Board of Child Care stands with and by our colleagues of color. You have our support, our voice, our empathy, and our action. We will use our power, platform, and privilege to lead meaningful, strategic, and systemic change at BCC. We will change what we can and know that making a place where everyone in our BCC experiences a healthy culture where each of us can engage with joy and purpose is one of our most important challenges. We will use our empathy skills to seek first to understand and work hard to find common ground in our rich diversity at BCC.
Coping as a Community
Speak up when you experience or witness intolerance, mistreatment, or bias in action. No matter what the issue, say something. If you don’t know what to say, start by asking, “What did you mean by that?” Listen, then respond calmly based on facts. Saying nothing when such instances arise condones the discrimination or microaggression. Here’s a powerful and short clip on microaggressions: https://www.youtube.com/watch?v=hDd3bzA7450.
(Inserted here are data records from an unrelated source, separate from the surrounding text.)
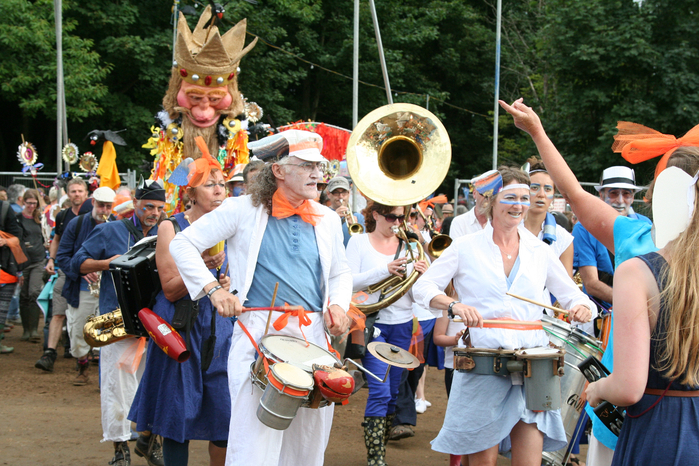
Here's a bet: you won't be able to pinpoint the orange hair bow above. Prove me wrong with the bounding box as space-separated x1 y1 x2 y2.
188 136 221 188
612 121 699 178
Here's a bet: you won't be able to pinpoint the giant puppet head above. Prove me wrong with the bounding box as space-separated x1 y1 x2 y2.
163 6 257 159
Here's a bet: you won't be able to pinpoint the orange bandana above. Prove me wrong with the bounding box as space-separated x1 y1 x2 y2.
272 189 323 226
612 121 699 178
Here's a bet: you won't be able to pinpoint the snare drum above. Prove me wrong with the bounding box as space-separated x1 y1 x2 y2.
454 348 515 376
250 335 340 409
541 316 602 466
257 362 313 430
509 346 565 411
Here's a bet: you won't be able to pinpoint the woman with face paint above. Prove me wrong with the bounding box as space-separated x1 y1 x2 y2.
413 167 594 466
524 157 573 277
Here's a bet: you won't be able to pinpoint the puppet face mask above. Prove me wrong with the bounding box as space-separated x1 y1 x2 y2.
177 81 233 128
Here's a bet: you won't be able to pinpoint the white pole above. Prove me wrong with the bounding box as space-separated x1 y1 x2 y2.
352 0 359 129
493 0 502 170
369 0 393 104
53 0 65 175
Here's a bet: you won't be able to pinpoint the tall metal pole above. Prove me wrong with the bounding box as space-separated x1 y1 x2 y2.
493 0 502 170
369 0 393 104
352 0 359 129
53 0 65 175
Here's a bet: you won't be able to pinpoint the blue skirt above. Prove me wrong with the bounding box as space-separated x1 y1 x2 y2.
129 291 233 443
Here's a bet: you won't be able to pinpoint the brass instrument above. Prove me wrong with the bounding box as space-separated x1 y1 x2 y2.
346 104 451 314
83 309 133 348
416 204 454 259
340 199 364 236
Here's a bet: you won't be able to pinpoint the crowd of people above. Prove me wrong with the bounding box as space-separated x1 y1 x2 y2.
0 100 699 466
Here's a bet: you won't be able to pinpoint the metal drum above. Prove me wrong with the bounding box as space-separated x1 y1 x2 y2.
250 335 340 408
541 316 603 466
257 362 313 430
454 348 515 376
508 346 565 411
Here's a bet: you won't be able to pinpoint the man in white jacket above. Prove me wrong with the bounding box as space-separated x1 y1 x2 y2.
170 131 352 466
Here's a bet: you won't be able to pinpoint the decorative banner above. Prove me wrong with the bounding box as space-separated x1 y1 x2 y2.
61 142 80 165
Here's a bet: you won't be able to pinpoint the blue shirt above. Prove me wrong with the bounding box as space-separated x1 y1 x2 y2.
585 214 658 450
245 215 323 311
70 215 158 314
56 214 97 307
342 212 364 247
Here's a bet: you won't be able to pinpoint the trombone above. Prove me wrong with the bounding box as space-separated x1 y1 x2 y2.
340 199 364 236
415 204 453 259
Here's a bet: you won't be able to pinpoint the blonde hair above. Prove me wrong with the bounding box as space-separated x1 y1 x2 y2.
656 180 699 386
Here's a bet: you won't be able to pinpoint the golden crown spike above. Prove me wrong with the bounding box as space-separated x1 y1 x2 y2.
173 6 257 87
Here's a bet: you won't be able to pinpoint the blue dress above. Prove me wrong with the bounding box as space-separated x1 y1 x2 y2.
612 252 699 466
129 214 233 443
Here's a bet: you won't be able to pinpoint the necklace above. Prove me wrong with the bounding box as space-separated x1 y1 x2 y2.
498 241 519 259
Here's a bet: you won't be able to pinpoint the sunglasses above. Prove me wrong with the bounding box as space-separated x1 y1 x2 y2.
380 214 405 223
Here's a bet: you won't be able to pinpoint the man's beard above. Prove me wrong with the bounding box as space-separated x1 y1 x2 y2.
177 107 222 160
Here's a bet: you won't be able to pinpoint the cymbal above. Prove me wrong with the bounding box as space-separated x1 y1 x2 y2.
366 341 420 369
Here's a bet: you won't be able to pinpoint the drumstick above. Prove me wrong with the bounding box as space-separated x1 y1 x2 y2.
505 293 569 316
264 282 279 335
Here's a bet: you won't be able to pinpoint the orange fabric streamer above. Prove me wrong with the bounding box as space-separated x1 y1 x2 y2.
97 141 121 190
273 303 313 345
0 231 28 264
187 136 221 188
117 337 146 374
272 189 323 226
612 121 699 178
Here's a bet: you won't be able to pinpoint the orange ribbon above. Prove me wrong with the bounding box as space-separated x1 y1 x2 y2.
272 189 323 226
0 231 28 264
187 136 221 188
612 121 699 178
273 303 313 344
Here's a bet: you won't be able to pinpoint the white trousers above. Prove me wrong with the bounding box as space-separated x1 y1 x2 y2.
226 312 334 466
585 434 614 466
66 291 100 359
100 338 146 442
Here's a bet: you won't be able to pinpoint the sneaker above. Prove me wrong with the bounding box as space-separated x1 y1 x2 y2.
415 398 427 414
109 442 131 466
134 434 165 466
34 348 56 372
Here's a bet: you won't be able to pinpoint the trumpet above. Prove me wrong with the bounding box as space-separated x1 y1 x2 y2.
340 199 364 235
415 204 453 258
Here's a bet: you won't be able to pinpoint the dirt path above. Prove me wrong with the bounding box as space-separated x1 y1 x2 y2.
0 328 556 466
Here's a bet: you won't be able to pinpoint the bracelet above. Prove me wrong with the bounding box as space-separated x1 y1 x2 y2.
206 285 223 298
447 301 461 318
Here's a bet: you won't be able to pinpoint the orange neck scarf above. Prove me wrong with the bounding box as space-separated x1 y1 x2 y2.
612 121 699 178
272 189 323 226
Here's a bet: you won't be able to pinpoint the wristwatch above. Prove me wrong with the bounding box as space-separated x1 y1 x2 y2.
447 301 461 318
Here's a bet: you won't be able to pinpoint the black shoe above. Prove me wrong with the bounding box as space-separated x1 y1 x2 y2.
109 442 131 466
134 434 165 466
34 348 57 372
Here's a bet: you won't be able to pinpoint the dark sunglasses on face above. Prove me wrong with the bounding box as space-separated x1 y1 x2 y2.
381 214 405 223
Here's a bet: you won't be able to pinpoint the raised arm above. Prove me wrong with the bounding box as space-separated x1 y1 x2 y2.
499 98 619 253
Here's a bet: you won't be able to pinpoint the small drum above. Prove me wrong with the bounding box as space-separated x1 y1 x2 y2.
257 362 313 430
541 316 602 466
454 348 515 376
508 347 565 411
250 335 340 416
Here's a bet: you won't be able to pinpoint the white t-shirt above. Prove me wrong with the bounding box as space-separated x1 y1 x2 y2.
346 234 413 324
449 207 483 239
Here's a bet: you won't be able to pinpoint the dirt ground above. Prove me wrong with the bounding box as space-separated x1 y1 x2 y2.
0 320 580 466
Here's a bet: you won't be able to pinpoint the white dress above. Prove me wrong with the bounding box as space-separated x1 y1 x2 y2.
413 224 594 455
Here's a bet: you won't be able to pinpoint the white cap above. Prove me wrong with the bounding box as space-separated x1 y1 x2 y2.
595 166 643 192
92 186 116 202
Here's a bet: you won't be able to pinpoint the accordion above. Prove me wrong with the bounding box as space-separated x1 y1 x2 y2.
109 236 162 337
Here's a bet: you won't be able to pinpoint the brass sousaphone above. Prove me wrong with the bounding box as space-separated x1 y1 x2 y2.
346 104 451 315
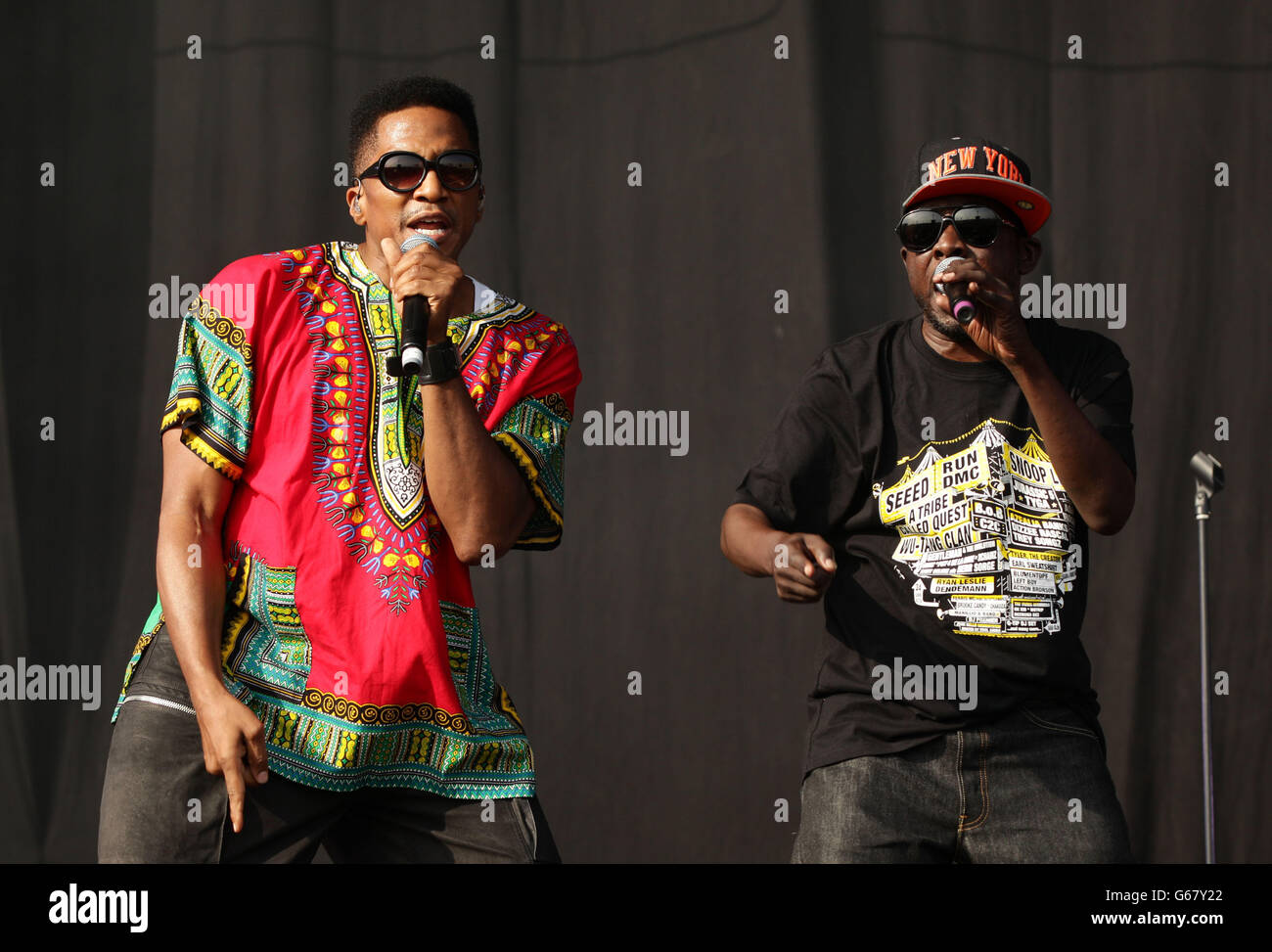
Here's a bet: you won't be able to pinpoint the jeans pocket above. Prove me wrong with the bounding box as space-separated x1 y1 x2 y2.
123 625 195 714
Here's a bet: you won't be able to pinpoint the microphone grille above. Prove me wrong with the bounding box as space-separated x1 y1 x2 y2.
402 234 441 254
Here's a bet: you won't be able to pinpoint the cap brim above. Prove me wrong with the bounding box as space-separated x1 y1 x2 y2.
900 174 1051 234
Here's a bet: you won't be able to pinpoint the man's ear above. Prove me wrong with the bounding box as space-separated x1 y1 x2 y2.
344 182 366 225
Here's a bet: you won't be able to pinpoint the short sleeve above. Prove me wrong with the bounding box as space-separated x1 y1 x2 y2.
1072 335 1137 476
490 316 582 549
733 348 862 537
159 262 258 479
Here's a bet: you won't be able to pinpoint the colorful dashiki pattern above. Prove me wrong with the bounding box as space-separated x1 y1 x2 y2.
112 242 580 798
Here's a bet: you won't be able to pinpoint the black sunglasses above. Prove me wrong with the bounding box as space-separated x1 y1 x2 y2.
359 149 480 192
897 204 1021 254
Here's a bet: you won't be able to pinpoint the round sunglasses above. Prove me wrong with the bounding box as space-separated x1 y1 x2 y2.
359 149 480 192
897 204 1021 254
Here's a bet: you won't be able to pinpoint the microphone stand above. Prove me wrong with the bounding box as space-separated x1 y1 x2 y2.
1188 450 1224 864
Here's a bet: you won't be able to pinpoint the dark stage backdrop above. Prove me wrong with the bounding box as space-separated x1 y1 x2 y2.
0 0 1272 862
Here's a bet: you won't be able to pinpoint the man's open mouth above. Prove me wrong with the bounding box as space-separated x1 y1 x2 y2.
407 215 452 242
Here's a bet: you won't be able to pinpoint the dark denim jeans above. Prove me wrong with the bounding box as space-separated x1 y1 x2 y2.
792 705 1132 863
107 627 561 863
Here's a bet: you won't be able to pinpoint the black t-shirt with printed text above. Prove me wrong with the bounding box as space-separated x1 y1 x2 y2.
734 314 1136 770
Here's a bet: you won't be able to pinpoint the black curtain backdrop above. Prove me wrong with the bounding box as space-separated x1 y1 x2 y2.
0 0 1272 863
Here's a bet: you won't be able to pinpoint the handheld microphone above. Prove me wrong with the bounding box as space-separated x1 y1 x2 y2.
932 257 976 325
388 234 440 377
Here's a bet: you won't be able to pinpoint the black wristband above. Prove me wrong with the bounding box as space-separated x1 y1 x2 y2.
416 340 459 385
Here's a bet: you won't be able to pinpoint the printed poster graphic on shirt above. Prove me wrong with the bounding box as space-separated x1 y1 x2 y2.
874 418 1082 638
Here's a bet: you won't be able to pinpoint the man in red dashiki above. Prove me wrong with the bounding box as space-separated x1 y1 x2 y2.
98 76 580 862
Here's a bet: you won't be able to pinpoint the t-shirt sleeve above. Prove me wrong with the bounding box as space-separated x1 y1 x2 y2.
159 259 261 479
733 350 862 537
477 314 582 549
1072 335 1137 476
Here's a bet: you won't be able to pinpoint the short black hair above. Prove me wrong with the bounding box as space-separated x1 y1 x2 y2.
348 76 480 176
Create an inclusive environment for everyone. Seek different perspectives and respect points of view and communication styles that are different from your own. Don’t know how to talk about race? The National Museum on African American History and Culture offers a great resource – check it out here: https://nmaahc.si.edu/learn/talking-about-race.
Process your feelings. Disappointments like this can feel traumatizing, especially for members of marginalized groups. Talking to your supervisor, in teams, with friends and loved ones can help. BCC also makes mental health resources available for times when you may need more support through an Employee Assistance Program.
Flex Our Core Value of EMPATHY. Seek first to understand, as there may be differences of opinion. Try to stand in your colleagues’ shoes to understand what support they might need to feel community and belonging at BCC.
We can only heal and grow better together by listening and learning, by having courageous conversations, and by cultivating a trusting environment where all people feel safe, respected, and empowered to voice their ideas, thoughts, and concerns. When we behave this way, we can set an example for our communities in the Mid-Atlantic. We need to do better—and we can.